Тоска аристократическая и народная
В начале ХIХ века полагали, что скука есть болезнь аристократическая. В кодекс светского поведения скучающий взгляд входил как примета изысканности и благородства. Только у плебея, пребывающего в нужде, взгляд зажжен огоньком жадного и нескрываемого интереса. Человек пресыщенный, всем овладевший и все познавший, не может не скучать. Его посещает, по словам Н. Некрасова, «бес благородный скуки тайной». Таково происхождение сплина, недуга английских аристократов, введенного в поэтическую моду Байроном в образе Чайльд-Гарольда.
Но можно ли считать, что на Онегина обрушилась лишь эта тягота пресыщения, что всё его метанье – от вседовольства праздных дней, не заполненных нуждой и трудом, что слейся он с народом, поработай на родной ниве, как предлагал Достоевский, – и наступило бы желанное исцеление? «„Смирись, праздный человек, и прежде всего потрудись на родной ниве“, вот это решение по народной правде и народному разуму»[390].
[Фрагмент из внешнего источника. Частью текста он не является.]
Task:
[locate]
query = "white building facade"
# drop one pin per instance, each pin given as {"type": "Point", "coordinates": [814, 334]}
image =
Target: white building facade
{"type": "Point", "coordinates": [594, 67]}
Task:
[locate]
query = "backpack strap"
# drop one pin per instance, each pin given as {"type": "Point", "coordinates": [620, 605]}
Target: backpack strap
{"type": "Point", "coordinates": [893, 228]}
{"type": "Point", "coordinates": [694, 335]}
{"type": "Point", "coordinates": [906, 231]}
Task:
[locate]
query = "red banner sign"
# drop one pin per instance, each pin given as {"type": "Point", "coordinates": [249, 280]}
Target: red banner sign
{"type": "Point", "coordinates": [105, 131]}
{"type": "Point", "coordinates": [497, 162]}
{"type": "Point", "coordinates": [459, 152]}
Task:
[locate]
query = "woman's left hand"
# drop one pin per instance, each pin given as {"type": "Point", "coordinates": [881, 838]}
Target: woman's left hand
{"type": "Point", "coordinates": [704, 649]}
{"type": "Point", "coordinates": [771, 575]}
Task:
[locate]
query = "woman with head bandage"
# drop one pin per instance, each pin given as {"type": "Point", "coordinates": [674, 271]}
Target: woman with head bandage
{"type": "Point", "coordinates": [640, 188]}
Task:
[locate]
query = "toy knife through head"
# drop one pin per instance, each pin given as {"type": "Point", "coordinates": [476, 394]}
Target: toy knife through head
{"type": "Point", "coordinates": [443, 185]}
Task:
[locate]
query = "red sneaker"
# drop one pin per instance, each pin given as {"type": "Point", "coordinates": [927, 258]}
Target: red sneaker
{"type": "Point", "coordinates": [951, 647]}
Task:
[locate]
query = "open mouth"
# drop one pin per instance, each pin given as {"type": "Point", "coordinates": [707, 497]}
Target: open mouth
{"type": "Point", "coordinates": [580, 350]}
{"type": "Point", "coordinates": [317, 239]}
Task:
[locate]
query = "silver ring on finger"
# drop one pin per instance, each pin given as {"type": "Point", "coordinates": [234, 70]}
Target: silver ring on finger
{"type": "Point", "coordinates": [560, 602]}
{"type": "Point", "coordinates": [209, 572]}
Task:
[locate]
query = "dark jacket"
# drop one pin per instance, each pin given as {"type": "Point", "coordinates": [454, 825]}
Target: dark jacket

Но Онегин – не Чайльд-Гарольд, его тоска – другая, не утонченно-высокомерная, он захвачен другим, несравненно более широким, чем его сословная принадлежность, недугом. Хандра, в отличие от сплина, не есть болезнь пресыщения. Сплином страдают аристократы, но хандра глубоко входит в душу всего народа, приобретая там еще и другие наименования: тоска, уныние, грустный вой… «Что-то слышится родное / В долгих песнях ямщика: / То разгулье удалое, / То сердечная тоска…» («Зимняя дорога»). Чувством тоски сродняются ямщик и барин. «… От ямщика до первого поэта, / Мы все поем уныло. Грустный вой / Песнь русская» («Домик в Коломне»).
Тот же, в дороге родившийся, мотив тоски распространяется потом Гоголем на всю ширину русского мира. «Открыто-пустынно и ровно все в тебе; как точки, как значки неприметно торчат среди равнин невысокие твои города; ничто не обольстит и не очарует взора. Но какая же непостижимая, тайная сила влечет к тебе? Почему слышится и раздается в ушах твоих тоскливая, несущаяся по всей длине и ширине твоей, от моря и до моря, песня?»
Не пресыщенностью рождена эта тоска, а, напротив, безотрадной пустынностью всего окружающего мира. Хандра Онегина одной своей стороной родственна аристократическому сплину, другою обнаруживает сходство с вековечной народной тоской. То, что в первой главе названо «хандрой», есть предвосхищение другого, всеобъемлющего чувства, которое потом, когда Онегин покидает Петербург, европейски томную и изысканно скучающую столицу, и отправляется в деревню, а затем в путешествие по России, нет-нет да и называется своим «народным» именем: «Тоска!»
«Я молод, жизнь во мне крепка; / Чего мне ждать? тоска, тоска!..»[391]
Как лирический комментарий к этим переживаниям героя – созвучный им голос самого автора. Тогда же, болдинской осенью 1830 года, написано стихотворение «Румяный критик мой, насмешник толстопузый…». Не из блестящих светских гостиных, а из сельской глуши доносится этот тоскующий голос как выражение самой плоскоравнинной природы и притерпевшейся к ней народной души:
…Попробуй, сладим ли с проклятою хандрой.
Смотри, какой здесь вид: избушек ряд убогий,
За ними чернозем, равнины скат отлогий.
Над ними серых туч густая полоса.
…Что, брат? уж не трунишь, тоска берет – ага!
Тоска – это бесконечная долгота пространства, из себя и в себя развернутого, ничем не прерываемого, бескачественного, плоского, равнинно-однообразного. «Ряд убогий… скат отлогий». Это тощее пространство, ничем не заполненное.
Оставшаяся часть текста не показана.